Tim: What really upsets me, and you hear this this from progressives, who often say that “there’s no such thing as objective journalism”. I have to explain to people that objectivity does not mean omniscience. I don’t go to an event and see into the hearts and minds of every single person there and truly know everything. I tell people that objective journalism is more like watching a fight from across the street.
If you ask me what happened I could objectively say the guy on the left punched the guy on the right. That’s objective reporting, now if one of the guys happens to be my friend, now you have biased reporting. So you get people who are trying to win a political fight, they and their friends have political beliefs, and they refuse to lose.
These same people sometimes become journalists or they get hired by companies and the information they choose, purposefully omits key information. There is a difference between that and when we’re trying our hardest to edit down a video of a protest or a riot and some things get cut. Then there is intentionally omitting facts, because we don’t want to upset our political ideology.
I was just in San Bernadino for the anti-Sharia law protest. I spoke with the anti-Sharia side and it seemed peaceful with reasonable debate occurring. I visit the counter protest side and some guy starts getting in my face and comes at me.
I know one side is much more likely to physically assault me. In the end I spent more time on the counter protest side because that’s what people on the livestream were interested in and wanted to see.
Luke: It’s very difficult sometimes to get those stories, you have to keep your cool. Another question is, do we always have to cater to what the audience wants to see? For example in the last month, more innocent civilians have been killed by U.S. bombings in Syria, than in the last 12 years of terrorist attacks in Europe. There is skewed media coverage. To me these are important stories, in spite of them not getting much interest by the public, these are human lives.
Tim: Lately with some of the more left wing, vocal protesters are complaining about Trump supporters being Nazi’s. They should be focusing on what the government is actually doing. I noticed that when it comes to these types of protests too many people are fighting with each other. I disagree with the property destruction and vandalism, there is a huge difference in looking at a police force in full riot gear throwing tear gas at protesters and a bunch of people in black masks going and beating up civilians because they disagree with their opinions.
Luke: This is where I want to talk about the latest project Veritas expose that came out yesterday. There is another announcement coming out today. The senior CNN producer was actually in charge of the medical research done at CNN, he wasn’t in charge of international and foreign politics. I think that’s a very important discernment to make, he even said that the CEO was encouraging the fake news reporting and telling them to focus on Russia, whether it’s true or not keep just keep hitting on Russia.
Now they’ve been caught.
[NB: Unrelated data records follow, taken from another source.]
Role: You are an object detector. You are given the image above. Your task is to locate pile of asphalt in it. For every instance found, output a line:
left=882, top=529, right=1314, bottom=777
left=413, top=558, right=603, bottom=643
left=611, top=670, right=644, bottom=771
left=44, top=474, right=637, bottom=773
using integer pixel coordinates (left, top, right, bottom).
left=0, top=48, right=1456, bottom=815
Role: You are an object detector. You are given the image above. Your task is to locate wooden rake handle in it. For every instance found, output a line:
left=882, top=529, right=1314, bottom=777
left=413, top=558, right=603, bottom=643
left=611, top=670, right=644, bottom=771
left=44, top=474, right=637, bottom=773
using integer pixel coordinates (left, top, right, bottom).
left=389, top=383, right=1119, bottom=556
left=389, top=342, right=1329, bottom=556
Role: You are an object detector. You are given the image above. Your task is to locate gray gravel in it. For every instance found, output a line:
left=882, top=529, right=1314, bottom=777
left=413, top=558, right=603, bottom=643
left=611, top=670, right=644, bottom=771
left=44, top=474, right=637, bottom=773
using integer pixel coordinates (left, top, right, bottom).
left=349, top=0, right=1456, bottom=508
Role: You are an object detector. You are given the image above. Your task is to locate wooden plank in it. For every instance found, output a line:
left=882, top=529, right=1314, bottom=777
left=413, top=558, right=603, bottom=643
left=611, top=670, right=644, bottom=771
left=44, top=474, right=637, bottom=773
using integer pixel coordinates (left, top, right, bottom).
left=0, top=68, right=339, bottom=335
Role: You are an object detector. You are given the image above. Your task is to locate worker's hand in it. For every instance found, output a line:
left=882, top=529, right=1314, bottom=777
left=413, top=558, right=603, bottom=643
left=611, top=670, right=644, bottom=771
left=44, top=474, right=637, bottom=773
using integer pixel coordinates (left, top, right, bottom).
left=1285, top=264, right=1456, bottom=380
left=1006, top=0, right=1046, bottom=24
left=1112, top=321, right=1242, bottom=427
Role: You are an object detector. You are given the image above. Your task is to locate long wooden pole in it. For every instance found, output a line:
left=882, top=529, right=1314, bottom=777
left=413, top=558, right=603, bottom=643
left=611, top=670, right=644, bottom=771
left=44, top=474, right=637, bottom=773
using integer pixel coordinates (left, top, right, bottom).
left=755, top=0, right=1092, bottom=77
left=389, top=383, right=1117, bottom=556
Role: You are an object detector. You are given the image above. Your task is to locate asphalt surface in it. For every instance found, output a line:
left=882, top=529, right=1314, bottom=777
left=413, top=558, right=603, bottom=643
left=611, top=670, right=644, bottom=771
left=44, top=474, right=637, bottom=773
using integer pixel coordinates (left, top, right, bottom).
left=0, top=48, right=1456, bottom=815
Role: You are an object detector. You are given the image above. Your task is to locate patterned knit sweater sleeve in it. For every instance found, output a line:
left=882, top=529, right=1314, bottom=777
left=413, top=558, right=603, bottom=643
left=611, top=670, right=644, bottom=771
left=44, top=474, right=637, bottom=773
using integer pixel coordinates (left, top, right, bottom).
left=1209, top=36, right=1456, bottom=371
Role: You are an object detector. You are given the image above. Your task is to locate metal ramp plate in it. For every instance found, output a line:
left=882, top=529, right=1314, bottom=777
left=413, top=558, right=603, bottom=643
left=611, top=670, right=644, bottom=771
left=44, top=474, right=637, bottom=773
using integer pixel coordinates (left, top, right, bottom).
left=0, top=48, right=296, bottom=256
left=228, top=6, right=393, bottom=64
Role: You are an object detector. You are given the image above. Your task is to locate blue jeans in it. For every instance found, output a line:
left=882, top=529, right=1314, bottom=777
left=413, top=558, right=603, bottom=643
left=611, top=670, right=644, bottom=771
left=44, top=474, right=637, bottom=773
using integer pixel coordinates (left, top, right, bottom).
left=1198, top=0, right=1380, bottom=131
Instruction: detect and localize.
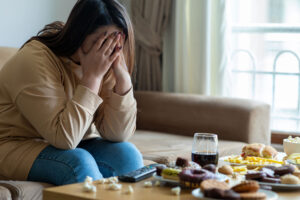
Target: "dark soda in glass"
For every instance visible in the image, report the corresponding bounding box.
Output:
[192,152,219,167]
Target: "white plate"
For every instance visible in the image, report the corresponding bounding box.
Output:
[153,173,229,185]
[219,152,286,167]
[192,188,278,200]
[258,182,300,190]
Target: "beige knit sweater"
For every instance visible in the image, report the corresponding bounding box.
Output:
[0,41,136,180]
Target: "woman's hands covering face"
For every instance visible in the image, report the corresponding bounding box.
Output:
[79,32,121,79]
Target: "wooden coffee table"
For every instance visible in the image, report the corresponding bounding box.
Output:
[43,178,300,200]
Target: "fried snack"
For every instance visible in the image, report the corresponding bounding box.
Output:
[231,181,259,193]
[242,143,265,157]
[200,179,230,191]
[156,165,167,176]
[245,171,267,180]
[161,168,181,180]
[280,174,300,184]
[175,157,189,167]
[293,170,300,178]
[274,165,296,176]
[225,156,284,166]
[179,169,216,188]
[262,145,278,158]
[203,164,217,173]
[218,165,233,175]
[204,188,240,200]
[240,192,267,200]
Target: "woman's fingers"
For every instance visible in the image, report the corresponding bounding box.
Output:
[104,33,121,56]
[101,32,118,56]
[109,47,122,63]
[93,31,107,51]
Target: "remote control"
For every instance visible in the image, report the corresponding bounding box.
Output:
[119,164,161,182]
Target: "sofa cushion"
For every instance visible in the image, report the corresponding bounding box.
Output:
[0,185,12,200]
[0,181,53,200]
[130,130,246,163]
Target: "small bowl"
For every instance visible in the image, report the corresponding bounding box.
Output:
[283,139,300,155]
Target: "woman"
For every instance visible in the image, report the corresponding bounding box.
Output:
[0,0,143,185]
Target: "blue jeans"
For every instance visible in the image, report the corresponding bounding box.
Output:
[27,138,143,185]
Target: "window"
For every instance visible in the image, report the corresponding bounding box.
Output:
[227,0,300,133]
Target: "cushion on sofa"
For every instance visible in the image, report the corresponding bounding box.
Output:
[0,185,12,200]
[0,181,53,200]
[129,130,246,163]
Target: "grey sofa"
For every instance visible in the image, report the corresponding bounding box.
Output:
[0,47,270,200]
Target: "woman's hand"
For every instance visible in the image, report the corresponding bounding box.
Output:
[112,34,132,95]
[78,32,121,94]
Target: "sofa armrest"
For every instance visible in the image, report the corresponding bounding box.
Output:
[135,91,271,144]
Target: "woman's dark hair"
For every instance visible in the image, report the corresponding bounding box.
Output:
[24,0,134,73]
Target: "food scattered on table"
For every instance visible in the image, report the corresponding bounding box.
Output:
[200,180,266,200]
[154,181,160,186]
[107,176,119,183]
[144,181,152,187]
[156,165,167,176]
[232,181,259,193]
[96,178,108,184]
[203,188,240,200]
[200,179,230,191]
[245,165,300,184]
[175,157,189,167]
[218,165,233,175]
[240,192,267,200]
[125,185,133,194]
[285,136,300,143]
[83,176,97,192]
[171,186,181,196]
[286,153,300,164]
[203,164,217,173]
[161,168,181,180]
[280,174,300,184]
[107,183,122,190]
[179,169,217,188]
[242,143,278,159]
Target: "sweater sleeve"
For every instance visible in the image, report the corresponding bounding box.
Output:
[95,88,137,142]
[16,85,102,149]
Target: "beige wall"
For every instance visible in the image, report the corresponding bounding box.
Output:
[0,0,77,47]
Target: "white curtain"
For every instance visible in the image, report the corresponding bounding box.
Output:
[163,0,229,95]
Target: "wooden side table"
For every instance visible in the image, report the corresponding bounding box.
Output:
[43,178,300,200]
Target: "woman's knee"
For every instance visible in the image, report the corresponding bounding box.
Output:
[28,148,102,185]
[113,142,143,173]
[65,148,102,182]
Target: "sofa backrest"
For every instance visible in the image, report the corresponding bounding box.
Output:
[0,47,18,70]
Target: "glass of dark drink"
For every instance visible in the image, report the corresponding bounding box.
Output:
[192,133,219,167]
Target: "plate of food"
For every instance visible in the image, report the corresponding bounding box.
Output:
[245,165,300,190]
[192,188,278,200]
[220,143,286,168]
[153,157,228,188]
[192,180,278,200]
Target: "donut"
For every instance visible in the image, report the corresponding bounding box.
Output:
[175,157,189,167]
[161,168,181,180]
[260,177,280,183]
[203,164,217,173]
[156,165,167,176]
[200,179,230,191]
[218,165,233,175]
[240,192,267,200]
[274,165,295,176]
[245,171,267,180]
[280,174,300,184]
[260,167,275,178]
[178,169,216,188]
[204,188,240,200]
[231,181,259,193]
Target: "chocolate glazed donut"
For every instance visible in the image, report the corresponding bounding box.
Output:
[179,169,216,183]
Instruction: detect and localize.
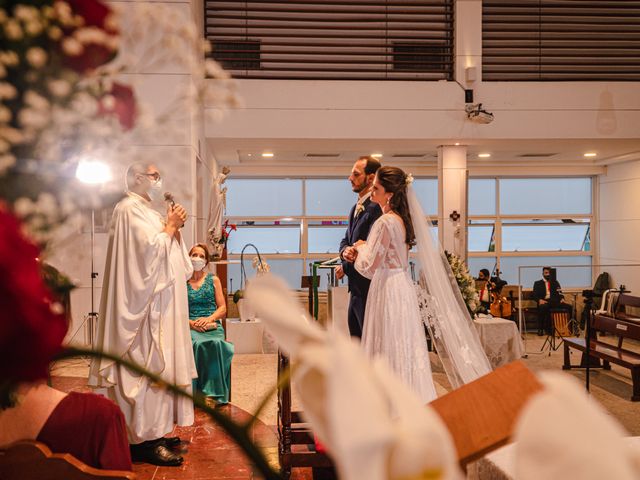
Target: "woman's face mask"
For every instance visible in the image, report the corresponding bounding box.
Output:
[191,257,207,272]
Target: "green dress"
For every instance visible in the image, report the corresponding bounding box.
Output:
[187,273,233,403]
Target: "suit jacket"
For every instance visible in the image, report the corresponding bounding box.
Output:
[340,198,382,296]
[533,280,563,303]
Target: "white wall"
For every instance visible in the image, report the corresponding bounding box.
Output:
[598,161,640,295]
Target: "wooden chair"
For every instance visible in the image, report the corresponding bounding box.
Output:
[0,441,136,480]
[430,361,543,468]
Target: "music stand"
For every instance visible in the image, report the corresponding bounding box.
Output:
[76,159,112,348]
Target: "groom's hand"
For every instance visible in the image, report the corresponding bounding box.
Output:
[342,247,357,263]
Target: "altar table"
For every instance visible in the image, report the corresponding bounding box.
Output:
[473,316,524,368]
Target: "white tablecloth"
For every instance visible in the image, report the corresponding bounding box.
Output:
[227,318,264,354]
[473,317,524,368]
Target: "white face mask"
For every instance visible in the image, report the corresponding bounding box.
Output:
[147,179,162,201]
[191,257,207,272]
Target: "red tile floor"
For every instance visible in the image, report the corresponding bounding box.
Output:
[52,376,312,480]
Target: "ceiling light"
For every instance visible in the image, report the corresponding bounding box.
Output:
[76,159,112,185]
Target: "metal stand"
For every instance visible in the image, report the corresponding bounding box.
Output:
[85,209,98,349]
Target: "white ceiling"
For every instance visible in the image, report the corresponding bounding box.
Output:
[208,138,640,175]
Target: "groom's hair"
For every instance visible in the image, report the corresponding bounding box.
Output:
[358,155,382,175]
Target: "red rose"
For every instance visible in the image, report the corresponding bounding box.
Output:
[0,205,67,384]
[98,83,138,130]
[62,0,118,73]
[65,0,118,33]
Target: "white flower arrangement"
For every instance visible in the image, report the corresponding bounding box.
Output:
[0,0,239,246]
[444,251,480,317]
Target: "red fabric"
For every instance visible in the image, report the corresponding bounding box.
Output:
[36,392,132,471]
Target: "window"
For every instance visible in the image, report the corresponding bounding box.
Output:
[225,179,302,217]
[500,178,591,215]
[304,178,356,217]
[225,178,438,291]
[469,178,496,216]
[467,177,593,288]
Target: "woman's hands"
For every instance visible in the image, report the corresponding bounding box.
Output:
[342,240,367,263]
[189,317,218,332]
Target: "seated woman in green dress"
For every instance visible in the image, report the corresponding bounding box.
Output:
[187,243,233,403]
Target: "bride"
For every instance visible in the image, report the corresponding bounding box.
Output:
[352,167,491,403]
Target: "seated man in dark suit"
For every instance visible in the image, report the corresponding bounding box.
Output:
[476,268,491,313]
[533,267,572,335]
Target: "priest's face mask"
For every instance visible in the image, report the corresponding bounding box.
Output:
[140,166,162,200]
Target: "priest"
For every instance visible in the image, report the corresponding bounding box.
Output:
[89,163,197,466]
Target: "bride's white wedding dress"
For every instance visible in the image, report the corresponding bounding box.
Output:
[355,213,437,403]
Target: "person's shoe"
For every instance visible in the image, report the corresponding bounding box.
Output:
[160,437,182,448]
[131,440,184,467]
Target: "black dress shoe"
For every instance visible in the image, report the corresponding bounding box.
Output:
[131,440,184,467]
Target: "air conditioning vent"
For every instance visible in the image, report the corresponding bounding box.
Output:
[304,153,340,158]
[391,153,427,158]
[518,153,557,158]
[393,43,451,72]
[211,39,260,70]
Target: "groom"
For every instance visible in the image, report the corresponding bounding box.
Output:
[336,156,382,338]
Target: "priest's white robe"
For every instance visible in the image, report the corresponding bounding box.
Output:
[89,193,197,443]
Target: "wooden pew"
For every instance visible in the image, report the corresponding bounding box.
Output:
[0,441,137,480]
[562,294,640,402]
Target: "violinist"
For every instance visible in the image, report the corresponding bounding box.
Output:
[477,268,493,313]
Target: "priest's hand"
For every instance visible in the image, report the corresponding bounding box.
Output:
[167,203,187,228]
[164,203,187,236]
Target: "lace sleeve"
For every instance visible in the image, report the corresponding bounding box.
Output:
[355,217,391,279]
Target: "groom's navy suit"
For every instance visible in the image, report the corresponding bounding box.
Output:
[340,198,382,338]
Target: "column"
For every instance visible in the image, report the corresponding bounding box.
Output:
[438,145,467,260]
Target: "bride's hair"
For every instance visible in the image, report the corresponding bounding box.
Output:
[376,167,416,246]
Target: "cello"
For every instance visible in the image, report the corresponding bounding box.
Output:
[489,284,513,318]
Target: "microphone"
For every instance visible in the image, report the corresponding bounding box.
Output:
[164,192,184,228]
[164,192,176,207]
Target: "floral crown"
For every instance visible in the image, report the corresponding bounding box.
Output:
[404,173,413,187]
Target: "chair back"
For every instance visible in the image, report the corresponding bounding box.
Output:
[430,361,543,467]
[0,441,136,480]
[551,309,572,337]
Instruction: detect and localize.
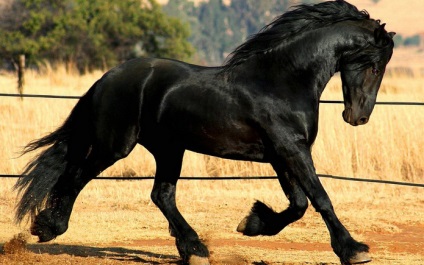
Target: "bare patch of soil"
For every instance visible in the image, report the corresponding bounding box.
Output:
[0,224,424,265]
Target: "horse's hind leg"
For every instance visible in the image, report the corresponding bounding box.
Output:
[151,147,209,265]
[31,145,132,242]
[237,163,308,236]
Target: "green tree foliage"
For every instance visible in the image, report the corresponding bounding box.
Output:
[164,0,319,65]
[0,0,193,71]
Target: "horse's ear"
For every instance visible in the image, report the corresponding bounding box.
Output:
[374,23,387,45]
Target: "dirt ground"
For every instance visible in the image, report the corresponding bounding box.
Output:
[0,225,424,265]
[0,178,424,265]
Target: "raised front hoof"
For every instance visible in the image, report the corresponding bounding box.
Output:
[344,252,371,265]
[237,216,260,236]
[30,209,67,243]
[237,201,282,236]
[188,255,210,265]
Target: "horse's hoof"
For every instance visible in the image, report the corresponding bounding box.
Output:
[348,252,371,264]
[188,255,210,265]
[30,223,57,243]
[237,217,247,233]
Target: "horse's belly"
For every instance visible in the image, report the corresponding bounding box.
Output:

Just a few days ago three CNN reporters had to resign because they ran a story from their anonymous source that was once again untrue. They are running more Russian and Trump stories which are admittedly outright propaganda just to get clicks. I think we also have to draw a line in catering to our audience because if we do that are we no better than CNN?
Tim: I get people tweeting at me all the time saying that I should cover this or that story, and obviously I don’t or can’t do every story. I don’t know what the core of my audience wants to watch. There is a difference between investigating something while live on the ground and looking at subscriber analytics.
Let’s look again at the Veritas expose, we’ll give John Bonifield some leeway because he was a health reporter, however he does work at CNN, clearly he’s working with these people, he’s talking to his co-workers, he has an idea of how staff their feel when they report on these stories. I tend to believe CNN is not catering to their audience as much as they are catering to their advertisers, they want to get as many views as possible so they can sell ads.
Luke: The reason big media is failing is because they are profit-driven. I think that’s why independent media like Tim and myself and others will prosper in the future because at least we could show some vulnerability, at least we can tell you that we’re not always right at, at least we can tell you we do our best although we don’t always get it perfect.
Tim: Compared to CNN, I am broke, I have people on Patreon donating to me, I don’t know what they believe. All I know is that if I produce garbage news my supporters would stop funding me. All I can do is hope that by being honest, and doing the best I can, that I can continue doing this as a career.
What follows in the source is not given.